Литмир - Электронная Библиотека
A
A

Я нахмурился, повел бровями, и оба варева, что на севере, что на юге — черное и белое, — забурлили крутым кипятком, и лики воинств в них исчезли. Иноземных воинств я не хотел, а своих, славянских, к своему стыду, практически не знал. Точнее, некоторые имена мне были известны: навье да заложные, водяницы и самодивы, скарбники и лешие, трясовицы, огнеи и хрипуши, карачуны, ворожцы — но что эта нечисть конкретно каждая из себя представляет, я не имел понятия. Подобно «кудеснику» из нашего мира, «кашу» я заварил чисто по наитию, совершенно не предвидя, какие силы проснутся и примут участие в этом бедламе.

Звонок в дверь вырвал меня из сна как зов Иерихонской трубы праведника из гроба. Было темно, словно в могиле. Ничего спросонья не соображая, я вскочил с тахты, шагнул в сторону надрывавшегося звонка, споткнулся обо что-то и врезался головой в шкаф. Наконец с трудом сообразил, что я не на Страшном Суде, и меня зовут не на Армагеддон, нашарил на стене выключатель, зажег свет и поспешил к двери.
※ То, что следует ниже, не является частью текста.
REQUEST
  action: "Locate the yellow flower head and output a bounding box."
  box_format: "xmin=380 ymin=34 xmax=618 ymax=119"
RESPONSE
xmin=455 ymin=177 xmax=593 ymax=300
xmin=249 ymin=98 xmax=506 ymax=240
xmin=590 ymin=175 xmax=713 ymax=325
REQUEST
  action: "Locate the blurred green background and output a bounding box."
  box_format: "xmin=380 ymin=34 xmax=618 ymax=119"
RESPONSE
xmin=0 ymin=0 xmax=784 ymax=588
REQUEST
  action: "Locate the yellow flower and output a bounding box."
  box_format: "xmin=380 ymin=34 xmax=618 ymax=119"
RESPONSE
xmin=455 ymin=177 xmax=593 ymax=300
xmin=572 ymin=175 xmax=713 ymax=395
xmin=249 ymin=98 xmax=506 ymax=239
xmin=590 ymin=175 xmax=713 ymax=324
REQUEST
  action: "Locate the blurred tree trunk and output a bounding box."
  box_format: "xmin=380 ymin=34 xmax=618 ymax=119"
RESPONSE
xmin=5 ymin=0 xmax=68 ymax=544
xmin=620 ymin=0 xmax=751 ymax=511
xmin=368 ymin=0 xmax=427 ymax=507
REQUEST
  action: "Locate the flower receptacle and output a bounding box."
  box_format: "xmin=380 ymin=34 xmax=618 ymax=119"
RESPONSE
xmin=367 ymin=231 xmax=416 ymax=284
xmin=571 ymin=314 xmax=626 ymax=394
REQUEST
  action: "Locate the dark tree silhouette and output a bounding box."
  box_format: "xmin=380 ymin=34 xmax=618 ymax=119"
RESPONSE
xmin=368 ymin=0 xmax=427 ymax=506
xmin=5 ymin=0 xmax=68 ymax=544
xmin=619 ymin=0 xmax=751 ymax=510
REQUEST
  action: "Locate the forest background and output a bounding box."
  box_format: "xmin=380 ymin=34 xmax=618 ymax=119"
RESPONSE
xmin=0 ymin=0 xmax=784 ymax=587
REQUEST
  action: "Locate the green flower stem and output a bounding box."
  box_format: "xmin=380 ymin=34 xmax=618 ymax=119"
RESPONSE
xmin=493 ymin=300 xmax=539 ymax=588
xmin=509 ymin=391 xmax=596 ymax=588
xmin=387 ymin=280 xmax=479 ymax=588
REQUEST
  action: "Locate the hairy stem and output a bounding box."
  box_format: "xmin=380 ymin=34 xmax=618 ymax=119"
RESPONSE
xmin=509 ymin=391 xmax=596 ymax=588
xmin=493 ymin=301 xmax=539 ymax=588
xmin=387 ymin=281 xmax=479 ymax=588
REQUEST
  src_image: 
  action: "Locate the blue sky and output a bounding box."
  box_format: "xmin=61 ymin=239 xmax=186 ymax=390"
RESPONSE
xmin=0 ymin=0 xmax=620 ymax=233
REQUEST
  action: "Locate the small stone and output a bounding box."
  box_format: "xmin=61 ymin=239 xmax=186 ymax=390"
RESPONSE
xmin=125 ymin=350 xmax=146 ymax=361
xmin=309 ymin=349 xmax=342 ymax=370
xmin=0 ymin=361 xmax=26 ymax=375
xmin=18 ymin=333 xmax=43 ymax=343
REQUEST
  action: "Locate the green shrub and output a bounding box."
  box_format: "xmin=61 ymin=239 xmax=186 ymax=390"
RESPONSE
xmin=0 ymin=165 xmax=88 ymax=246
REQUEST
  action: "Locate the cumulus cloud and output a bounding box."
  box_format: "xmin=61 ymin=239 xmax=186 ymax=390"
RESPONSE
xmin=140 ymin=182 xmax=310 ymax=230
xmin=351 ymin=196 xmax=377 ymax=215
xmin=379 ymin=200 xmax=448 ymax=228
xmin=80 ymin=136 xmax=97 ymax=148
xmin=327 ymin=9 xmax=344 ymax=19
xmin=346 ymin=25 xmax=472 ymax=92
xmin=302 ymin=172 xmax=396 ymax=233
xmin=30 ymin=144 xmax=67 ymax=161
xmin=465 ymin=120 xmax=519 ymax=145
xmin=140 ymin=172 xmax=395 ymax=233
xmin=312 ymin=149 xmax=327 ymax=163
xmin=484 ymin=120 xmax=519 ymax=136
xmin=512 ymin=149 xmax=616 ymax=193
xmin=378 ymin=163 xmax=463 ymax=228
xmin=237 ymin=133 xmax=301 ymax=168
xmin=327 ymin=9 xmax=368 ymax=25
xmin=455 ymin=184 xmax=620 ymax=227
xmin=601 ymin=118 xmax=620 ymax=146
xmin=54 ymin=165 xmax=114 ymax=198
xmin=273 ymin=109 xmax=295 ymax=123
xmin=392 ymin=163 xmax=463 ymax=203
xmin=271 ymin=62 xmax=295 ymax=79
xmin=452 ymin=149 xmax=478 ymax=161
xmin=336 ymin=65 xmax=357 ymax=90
В коридоре стояла Елена. Одна. И вид у нее был такой, будто звонила в дверь с самого утра. Одарив свирепым взглядом, словно нерадивого привратника, Елена прошла практически сквозь меня в комнату и захлопнула за собой дверь.

Я зачем-то выглянул в коридор, тупо посмотрел на пустую лестничную площадку, но Татьяны не увидел. В голове царила сумятица — такое ощущение, словно работали оба полушария мозга, но мысли в них крутились в разную сторону, то и дело со скрежетом цепляясь друг за друга. Я посмотрел на часы. Начало девятого. Учила меня когда-то мать, что нельзя спать на заходе солнца. Ан, не в коня корм…

Я зашел в ванную комнату и сунул голову под холодную воду. Это помогло, но незначительно. В голове прояснилось, перестало скрежетать, но ощущение вращения полушарий в разные стороны продолжалось. Появилась звенящая пустота, а ясности мыслей не прибавилось.

Насухо вытерши голову, я причесался, но, к сожалению, сделать тоже самое с мыслями не смог. Может, и к лучшему, поскольку совершить то, что я сделал далее, никогда бы себе не позволил, находясь в нормальном, не заторможенном состоянии. Постучав в дверь и не дождавшись ответа, я, вопреки своей «гипервоспитанности», вошел в комнату.

Елена сидела на тахте, рылась в сумке матери и встретила мое появление тем же свирепым взглядом, что и в прихожей.

— А где мама? — спросил я.

— Мама? — в голосе Елены проскользнула странная интонация, будто она появилась на свет из автоклава и о родителях не имеет ни малейшего представления. Впрочем, на это, вероятно, наложила отпечаток моя заторможенность, поскольку тон Елены сразу же изменился на ледяной.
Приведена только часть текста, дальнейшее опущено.